Making History is an award-winning work of scholarship. It is not a work of advocacy, as some of Missouri’s Republican officials maintain. It documents in great detail how in 1966 gay rights activists from across the country met in Kansas City to discuss how they could attain full and equal rights. This was at a time when police raided bars that allowed same-sex couples to gather, and the federal government banned the hiring of gay employees. The organizing work these citizens did in Kansas City would pave the way for the modern LGBTQ civil rights movement that took shape after the famed uprising at the Stonewall Inn in June 1969.
This is Missouri’s history. This is America’s history. This is our history. And to suggest that remembering this past is somehow tantamount to “pushing the LGBT agenda” is to suggest that gay women and men are not full and equal members of the United States.
According to Gov. Mike Parson, Making History came down because the State Museum did not follow Missouri law in acquiring it – an excuse that many have questioned. The Department of Natural Resources, meanwhile, claimed that it moved the display because “exhibits on loan from other institutions like this one are often housed at Jefferson Landing State Historic Site.”
Both simply add insult to injury, for they reinforce the notion that Missouri’s LGBTQ residents are second-class citizens because their history is second-class history.
If the display truly was relocated because of mistakes wrought by existing policies and procedures, then we look forward to the speedy revision of these protocols so that Making History can be reinstalled at the Missouri State Museum.

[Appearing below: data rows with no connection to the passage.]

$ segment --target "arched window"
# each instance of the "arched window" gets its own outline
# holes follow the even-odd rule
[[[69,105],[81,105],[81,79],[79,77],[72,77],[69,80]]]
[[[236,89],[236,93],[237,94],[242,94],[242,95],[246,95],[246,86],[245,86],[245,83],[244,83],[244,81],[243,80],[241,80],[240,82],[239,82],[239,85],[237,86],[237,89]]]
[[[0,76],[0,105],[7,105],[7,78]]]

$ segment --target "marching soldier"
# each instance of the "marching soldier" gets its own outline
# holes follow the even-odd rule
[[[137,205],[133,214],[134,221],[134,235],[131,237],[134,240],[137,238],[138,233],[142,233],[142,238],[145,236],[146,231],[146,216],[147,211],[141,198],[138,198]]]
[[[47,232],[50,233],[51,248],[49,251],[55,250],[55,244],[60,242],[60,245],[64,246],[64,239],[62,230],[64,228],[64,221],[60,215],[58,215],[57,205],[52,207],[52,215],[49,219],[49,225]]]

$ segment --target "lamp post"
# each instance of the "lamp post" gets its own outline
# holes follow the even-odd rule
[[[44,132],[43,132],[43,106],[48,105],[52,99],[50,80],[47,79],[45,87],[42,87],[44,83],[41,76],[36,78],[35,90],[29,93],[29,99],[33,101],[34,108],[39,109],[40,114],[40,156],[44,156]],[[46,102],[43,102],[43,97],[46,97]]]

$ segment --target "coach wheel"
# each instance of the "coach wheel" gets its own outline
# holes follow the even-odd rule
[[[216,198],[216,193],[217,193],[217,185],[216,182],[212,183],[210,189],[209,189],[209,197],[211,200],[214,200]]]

There’s an old saying that goes, “Those who don’t learn history are destined to repeat it.” The phrase rings true in Jefferson City. In the removal of Making History from the Capitol, Missouri’s Republicans did more than simply attempt to prevent people from learning about the past. They also re-enacted the kinds of discrimination the LGBTQ community once faced. Maybe instead of canceling history, Republican legislators should study it.
Christopher Cantwell is an assistant professor of history and religious studies at the University of Wisconsin-Milwaukee. He previously held a similar position at the University of Missouri-Kansas City.